After renaturing, the interferon was purified through ion-exchange medium (CM Sephorose Fast Flow, GE Healthcare company) by taking advantage of the charge difference between the mismatched and correctly folding interferon. The ion-exchange chromatography map of the parent consensus interferon is shown in FIG., panel A. Two components appeared during the elution—they were determined to be mismatched interferon by non-reduced SDS-PAGE detection. Their mobility was smaller than that of the interferon properly folded. The ion-exchange chromatography map of the variant (V115E/L122R/S156C) is shown in FIG. 5, panel B. There was only one signal component and only one single band shown by non-reduced SDS-PAGE electrophoresis detection. It indicated that the variant IFN completely fold into proper three-dimensional structure.

Example 5

Study on Anti-Viral Activity

The anti-viral activity of consensus interferon INFERGEN™ developed by Amgen, the engineered new type of interferon conIFN and natural interferon-α-2b were investigated respectively. VSV virus could induce CPE in WISH cell. Pre-treatment with interferon could protect WISH cell from being disrupted by VSV virus, which is so called “experiment of cytopathic effect inhibition in WISH cell”, the method is recorded in “Chinese Pharmacopoeia” (Third Edition). This is the commonly used cytopathic effect inhibition.

The result indicated that the activity of two variant IFNs (V115E/L122R and V115E/L122R/S156C) was comparable to the “INFERGEN™”, and was even slightly higher than INFERGEN™. The variant interferon has higher anti-viral and anti-infection activity than the natural interferon-α-2b and the parent consensus interferon (see Table 1).

TABLE 1
Comparison result of anti-viral activity and folding nature
		Interferon-		V115E/
	INFERGEN ™	α-2b	V115E/L122R	L122R/S156C
Anti-viral	2.80 × 108	1.11 × 107	3.78 × 108	5.44 × 108
activity,
U/mg
Folding	50%	90%	50%	90%
nature, %

Claims

1. A variant consensus interferon protein comprising the amino acid sequence of SEQ ID NO: 3.

2. The variant consensus interferon protein of claim 1, further comprising a modification at position S156, wherein said modification is S156C.

3. The variant consensus interferon protein of claim 2, further comprising at least one polyethylene glycol (PEG) moiety covalently attached to the protein.

4. The variant consensus interferon protein of claim 3, wherein said (PEG) moiety is attached at the S156C position of the protein.

5. The variant consensus interferon protein of claim 3 or 4, wherein said PEG moiety is (PEG)n.

6. The variant consensus interferon protein of any one of claims 2-5, wherein said PEG moiety is a PEG derivative.

7. A DNA encoding the consensus interferon variant of claim 1 or 2.

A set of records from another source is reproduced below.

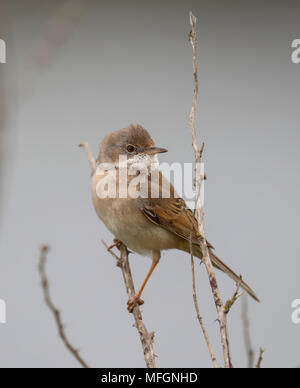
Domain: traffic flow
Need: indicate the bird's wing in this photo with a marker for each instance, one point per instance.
(172, 214)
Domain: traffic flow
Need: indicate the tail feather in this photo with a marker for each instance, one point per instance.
(223, 267)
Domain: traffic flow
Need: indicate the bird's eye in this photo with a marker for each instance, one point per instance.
(130, 148)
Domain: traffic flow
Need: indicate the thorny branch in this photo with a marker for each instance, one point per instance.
(246, 330)
(145, 337)
(56, 313)
(123, 263)
(200, 319)
(222, 316)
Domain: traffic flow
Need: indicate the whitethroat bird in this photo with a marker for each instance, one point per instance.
(146, 224)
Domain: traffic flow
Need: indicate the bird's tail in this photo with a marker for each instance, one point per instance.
(223, 267)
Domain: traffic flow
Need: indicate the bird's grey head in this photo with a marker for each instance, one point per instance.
(133, 142)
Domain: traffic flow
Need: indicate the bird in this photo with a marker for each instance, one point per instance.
(145, 224)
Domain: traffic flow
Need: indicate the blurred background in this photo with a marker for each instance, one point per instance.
(77, 70)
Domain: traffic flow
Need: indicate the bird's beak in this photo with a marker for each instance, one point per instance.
(154, 150)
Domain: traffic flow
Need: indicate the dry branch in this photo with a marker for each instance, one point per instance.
(260, 359)
(200, 319)
(222, 319)
(53, 308)
(246, 330)
(123, 262)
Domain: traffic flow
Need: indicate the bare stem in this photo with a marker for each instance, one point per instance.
(222, 318)
(145, 337)
(123, 262)
(200, 319)
(260, 359)
(56, 313)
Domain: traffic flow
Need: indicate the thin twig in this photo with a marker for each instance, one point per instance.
(235, 297)
(123, 262)
(200, 319)
(90, 156)
(145, 337)
(246, 330)
(56, 313)
(222, 319)
(260, 359)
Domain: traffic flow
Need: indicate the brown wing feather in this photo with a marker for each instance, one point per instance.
(172, 214)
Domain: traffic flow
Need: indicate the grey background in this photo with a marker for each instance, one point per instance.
(130, 62)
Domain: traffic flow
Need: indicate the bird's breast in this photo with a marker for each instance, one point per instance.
(125, 220)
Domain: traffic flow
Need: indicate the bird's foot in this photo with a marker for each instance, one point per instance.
(117, 243)
(132, 302)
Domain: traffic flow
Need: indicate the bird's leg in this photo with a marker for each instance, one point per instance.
(117, 243)
(136, 300)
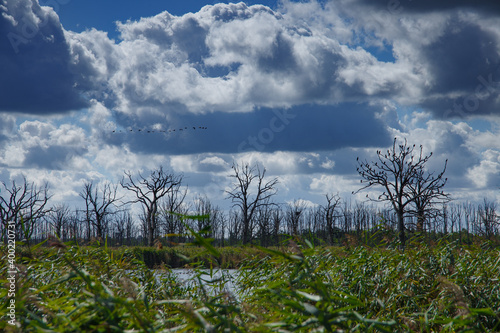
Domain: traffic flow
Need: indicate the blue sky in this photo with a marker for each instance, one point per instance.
(78, 15)
(92, 88)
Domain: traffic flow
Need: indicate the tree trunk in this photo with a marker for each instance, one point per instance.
(420, 220)
(401, 228)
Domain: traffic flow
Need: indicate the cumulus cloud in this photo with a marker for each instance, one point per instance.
(303, 89)
(35, 61)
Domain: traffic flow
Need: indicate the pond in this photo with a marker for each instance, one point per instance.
(215, 281)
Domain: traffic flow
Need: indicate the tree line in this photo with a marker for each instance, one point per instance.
(416, 204)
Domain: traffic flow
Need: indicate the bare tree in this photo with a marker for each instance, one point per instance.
(100, 202)
(148, 192)
(488, 218)
(249, 193)
(25, 205)
(59, 218)
(399, 172)
(171, 208)
(426, 190)
(331, 215)
(293, 217)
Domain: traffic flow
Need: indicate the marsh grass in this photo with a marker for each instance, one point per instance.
(300, 288)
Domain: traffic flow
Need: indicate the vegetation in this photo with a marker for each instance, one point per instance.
(423, 264)
(446, 288)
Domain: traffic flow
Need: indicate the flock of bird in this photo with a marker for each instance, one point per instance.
(160, 131)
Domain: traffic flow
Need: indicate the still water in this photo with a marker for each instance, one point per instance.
(214, 282)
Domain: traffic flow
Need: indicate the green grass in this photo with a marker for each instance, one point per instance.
(444, 288)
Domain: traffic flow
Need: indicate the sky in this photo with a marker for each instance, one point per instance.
(90, 89)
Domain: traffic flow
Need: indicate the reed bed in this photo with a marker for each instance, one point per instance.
(444, 288)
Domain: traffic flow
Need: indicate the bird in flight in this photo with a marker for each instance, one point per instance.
(142, 130)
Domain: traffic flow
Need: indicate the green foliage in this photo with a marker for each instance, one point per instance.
(295, 289)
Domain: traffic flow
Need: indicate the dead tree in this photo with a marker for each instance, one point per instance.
(148, 192)
(100, 202)
(25, 205)
(427, 192)
(331, 215)
(401, 174)
(249, 193)
(59, 219)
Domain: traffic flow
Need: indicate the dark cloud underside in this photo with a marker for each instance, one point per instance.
(301, 128)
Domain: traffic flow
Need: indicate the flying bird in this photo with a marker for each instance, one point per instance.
(151, 131)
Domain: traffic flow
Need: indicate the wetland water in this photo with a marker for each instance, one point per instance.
(215, 282)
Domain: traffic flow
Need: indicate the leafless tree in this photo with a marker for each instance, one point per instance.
(249, 193)
(400, 172)
(331, 215)
(427, 192)
(488, 218)
(148, 192)
(293, 217)
(24, 204)
(100, 202)
(59, 218)
(171, 208)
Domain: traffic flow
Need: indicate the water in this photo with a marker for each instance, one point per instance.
(221, 280)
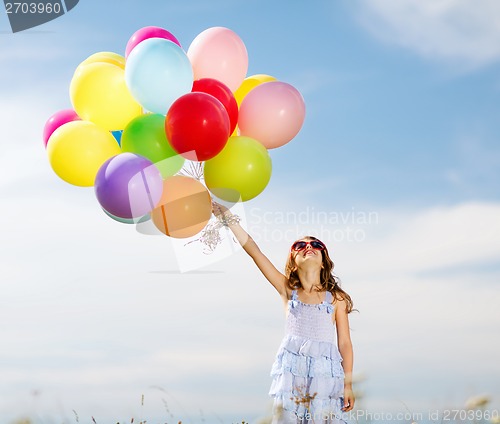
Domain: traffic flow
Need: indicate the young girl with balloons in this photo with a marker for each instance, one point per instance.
(312, 375)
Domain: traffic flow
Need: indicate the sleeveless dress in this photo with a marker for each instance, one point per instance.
(308, 378)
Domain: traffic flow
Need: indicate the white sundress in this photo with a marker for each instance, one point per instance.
(308, 378)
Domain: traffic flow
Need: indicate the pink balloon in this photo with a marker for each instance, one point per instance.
(272, 113)
(149, 32)
(56, 120)
(219, 53)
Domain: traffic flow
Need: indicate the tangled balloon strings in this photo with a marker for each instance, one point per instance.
(193, 170)
(210, 236)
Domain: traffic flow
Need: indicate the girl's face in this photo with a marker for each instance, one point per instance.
(308, 254)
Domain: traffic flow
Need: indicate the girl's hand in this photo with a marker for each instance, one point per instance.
(348, 399)
(218, 210)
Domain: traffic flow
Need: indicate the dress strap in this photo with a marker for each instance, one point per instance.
(328, 297)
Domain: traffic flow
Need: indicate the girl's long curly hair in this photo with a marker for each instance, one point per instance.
(329, 282)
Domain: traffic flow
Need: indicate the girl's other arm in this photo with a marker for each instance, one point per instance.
(346, 351)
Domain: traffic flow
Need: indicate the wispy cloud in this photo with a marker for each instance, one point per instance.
(463, 32)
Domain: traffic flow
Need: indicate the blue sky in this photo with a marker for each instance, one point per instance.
(396, 168)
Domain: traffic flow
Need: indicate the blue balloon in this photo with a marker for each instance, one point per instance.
(157, 73)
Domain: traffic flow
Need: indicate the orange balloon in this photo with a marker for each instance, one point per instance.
(184, 208)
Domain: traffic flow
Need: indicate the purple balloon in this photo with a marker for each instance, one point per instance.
(128, 185)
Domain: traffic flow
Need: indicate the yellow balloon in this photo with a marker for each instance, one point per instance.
(241, 171)
(78, 149)
(249, 84)
(99, 94)
(105, 57)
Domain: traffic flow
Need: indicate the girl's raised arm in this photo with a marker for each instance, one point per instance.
(276, 278)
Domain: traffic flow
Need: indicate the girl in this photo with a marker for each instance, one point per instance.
(312, 376)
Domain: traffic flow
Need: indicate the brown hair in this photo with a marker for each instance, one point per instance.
(329, 282)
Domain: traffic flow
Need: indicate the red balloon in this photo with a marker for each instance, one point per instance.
(222, 93)
(197, 126)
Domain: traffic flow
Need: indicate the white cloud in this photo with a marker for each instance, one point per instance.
(465, 32)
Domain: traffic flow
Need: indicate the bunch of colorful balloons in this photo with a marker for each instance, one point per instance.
(137, 118)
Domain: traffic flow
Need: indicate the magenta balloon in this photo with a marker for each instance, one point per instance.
(128, 186)
(272, 113)
(149, 32)
(56, 120)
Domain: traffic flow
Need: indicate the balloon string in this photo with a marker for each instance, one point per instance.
(210, 236)
(193, 170)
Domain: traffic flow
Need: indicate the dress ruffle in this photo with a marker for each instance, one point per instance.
(308, 377)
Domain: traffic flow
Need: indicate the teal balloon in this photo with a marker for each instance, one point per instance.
(145, 135)
(157, 73)
(140, 220)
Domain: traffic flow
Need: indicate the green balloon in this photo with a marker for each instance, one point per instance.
(145, 135)
(241, 170)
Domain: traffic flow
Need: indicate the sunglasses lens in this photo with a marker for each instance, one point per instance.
(299, 245)
(317, 245)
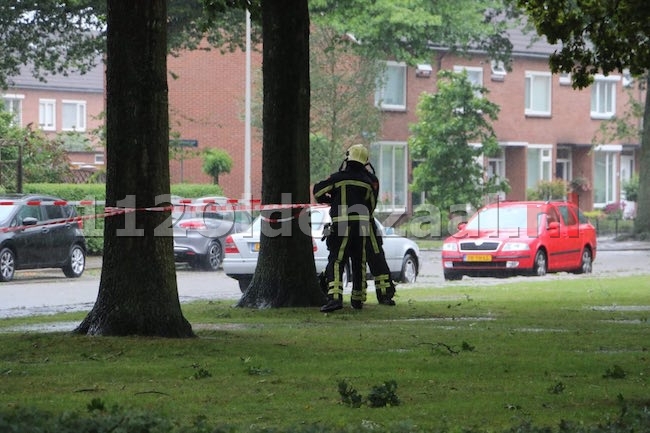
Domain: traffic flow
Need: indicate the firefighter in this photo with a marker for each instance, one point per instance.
(350, 194)
(376, 259)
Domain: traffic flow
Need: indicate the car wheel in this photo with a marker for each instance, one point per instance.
(7, 264)
(76, 262)
(453, 276)
(540, 265)
(586, 265)
(409, 269)
(244, 283)
(212, 259)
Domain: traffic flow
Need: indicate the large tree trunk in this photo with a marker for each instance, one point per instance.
(642, 220)
(138, 294)
(285, 275)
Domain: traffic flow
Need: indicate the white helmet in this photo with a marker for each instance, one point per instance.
(358, 153)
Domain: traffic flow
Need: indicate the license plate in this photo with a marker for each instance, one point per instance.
(478, 258)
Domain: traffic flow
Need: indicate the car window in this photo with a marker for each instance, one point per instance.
(54, 212)
(6, 211)
(567, 216)
(510, 217)
(552, 216)
(582, 219)
(26, 211)
(317, 217)
(243, 217)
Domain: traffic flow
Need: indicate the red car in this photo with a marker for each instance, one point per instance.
(521, 237)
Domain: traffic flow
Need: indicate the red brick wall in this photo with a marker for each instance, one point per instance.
(207, 104)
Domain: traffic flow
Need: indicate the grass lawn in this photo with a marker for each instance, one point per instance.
(462, 356)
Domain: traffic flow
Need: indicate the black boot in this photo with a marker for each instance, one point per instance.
(332, 305)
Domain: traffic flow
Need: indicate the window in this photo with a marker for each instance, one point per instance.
(391, 88)
(563, 166)
(474, 75)
(498, 70)
(565, 79)
(538, 93)
(605, 175)
(538, 164)
(603, 97)
(14, 104)
(47, 114)
(390, 161)
(73, 115)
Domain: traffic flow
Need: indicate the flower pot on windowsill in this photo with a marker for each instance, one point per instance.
(573, 197)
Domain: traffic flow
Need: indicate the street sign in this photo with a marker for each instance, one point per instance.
(185, 143)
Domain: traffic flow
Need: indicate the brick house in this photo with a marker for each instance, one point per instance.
(545, 127)
(71, 103)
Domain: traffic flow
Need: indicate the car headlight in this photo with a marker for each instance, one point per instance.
(450, 246)
(516, 246)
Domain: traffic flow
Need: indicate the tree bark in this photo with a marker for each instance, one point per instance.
(285, 275)
(642, 219)
(138, 293)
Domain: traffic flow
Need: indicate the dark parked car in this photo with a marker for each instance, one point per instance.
(38, 231)
(200, 228)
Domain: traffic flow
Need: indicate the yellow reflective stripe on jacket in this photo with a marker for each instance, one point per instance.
(351, 218)
(323, 191)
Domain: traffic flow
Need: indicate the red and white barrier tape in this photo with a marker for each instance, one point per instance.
(184, 204)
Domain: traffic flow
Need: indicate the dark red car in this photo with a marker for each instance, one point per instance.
(521, 237)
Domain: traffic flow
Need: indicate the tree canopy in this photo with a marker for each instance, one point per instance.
(601, 37)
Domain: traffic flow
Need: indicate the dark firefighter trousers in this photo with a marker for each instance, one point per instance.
(376, 259)
(347, 242)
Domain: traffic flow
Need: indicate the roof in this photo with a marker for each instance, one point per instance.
(530, 44)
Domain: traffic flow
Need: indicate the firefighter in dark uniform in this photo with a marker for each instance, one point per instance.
(350, 194)
(384, 286)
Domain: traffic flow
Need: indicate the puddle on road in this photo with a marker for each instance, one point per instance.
(620, 307)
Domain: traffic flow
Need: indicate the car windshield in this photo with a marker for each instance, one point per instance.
(6, 211)
(505, 218)
(317, 218)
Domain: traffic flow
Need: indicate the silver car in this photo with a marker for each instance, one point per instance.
(242, 250)
(201, 227)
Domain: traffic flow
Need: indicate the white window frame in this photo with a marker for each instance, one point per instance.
(47, 114)
(80, 109)
(498, 70)
(606, 84)
(388, 181)
(529, 89)
(565, 79)
(383, 84)
(611, 152)
(14, 104)
(474, 75)
(567, 163)
(545, 161)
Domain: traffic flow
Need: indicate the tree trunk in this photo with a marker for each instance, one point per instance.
(642, 220)
(285, 275)
(138, 294)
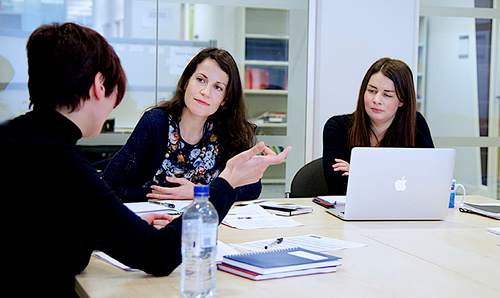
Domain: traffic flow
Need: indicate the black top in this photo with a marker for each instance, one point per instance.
(153, 151)
(335, 145)
(57, 210)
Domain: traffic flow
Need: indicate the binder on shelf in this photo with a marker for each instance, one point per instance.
(270, 117)
(281, 260)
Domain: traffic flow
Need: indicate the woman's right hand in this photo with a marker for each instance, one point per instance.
(341, 165)
(184, 190)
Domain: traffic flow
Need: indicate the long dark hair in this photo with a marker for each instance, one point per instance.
(402, 131)
(235, 133)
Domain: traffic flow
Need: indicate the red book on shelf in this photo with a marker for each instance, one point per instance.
(248, 78)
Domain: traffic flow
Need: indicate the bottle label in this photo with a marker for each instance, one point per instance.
(198, 236)
(209, 235)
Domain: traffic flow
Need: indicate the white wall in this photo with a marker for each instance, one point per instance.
(350, 36)
(452, 95)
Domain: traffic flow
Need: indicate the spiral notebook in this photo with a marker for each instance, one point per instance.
(256, 276)
(281, 260)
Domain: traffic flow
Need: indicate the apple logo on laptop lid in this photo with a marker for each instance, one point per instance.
(400, 184)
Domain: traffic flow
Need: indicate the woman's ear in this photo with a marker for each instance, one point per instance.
(97, 87)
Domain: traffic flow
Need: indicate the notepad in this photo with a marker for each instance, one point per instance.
(281, 260)
(256, 276)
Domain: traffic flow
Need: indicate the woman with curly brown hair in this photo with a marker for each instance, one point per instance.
(188, 139)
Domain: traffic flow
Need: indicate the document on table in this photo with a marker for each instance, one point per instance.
(102, 256)
(255, 217)
(494, 231)
(164, 206)
(223, 249)
(311, 242)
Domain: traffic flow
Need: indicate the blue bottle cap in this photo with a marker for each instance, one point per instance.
(201, 190)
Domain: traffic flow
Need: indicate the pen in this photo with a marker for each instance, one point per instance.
(169, 205)
(277, 241)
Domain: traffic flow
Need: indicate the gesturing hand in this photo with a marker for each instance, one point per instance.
(185, 190)
(249, 166)
(341, 165)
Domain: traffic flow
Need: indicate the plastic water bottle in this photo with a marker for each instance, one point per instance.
(199, 245)
(451, 204)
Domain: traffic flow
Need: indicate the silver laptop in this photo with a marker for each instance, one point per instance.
(398, 184)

8. An expression vector comprising the DNA of claim 7.

9. A host cell comprising the DNA of claim 7.

10. A host cell transformed with the expression vector of claim 8.

11. The host cell of claim 9 or 10, wherein said host cell is a prokaryote cell.

12. The host cell of claim 11, wherein said host cell is E. coli.

13. A pharmaceutical composition comprising the variant consensus interferon protein according to any one of claim 1 and a pharmaceutically acceptable excipient.

14. A method of manufacturing a consensus interferon, the method comprising the steps of:

growing the host cell of claim 9 under a condition that the interferon consensus variants can be expressed;

harvesting the host cell; and

purifying the interferon consensus variants.

15. A method of suppressing viral activity in a subject, the method comprising administering an animal or human subject with the variant consensus interferon protein according to any one of claim 1.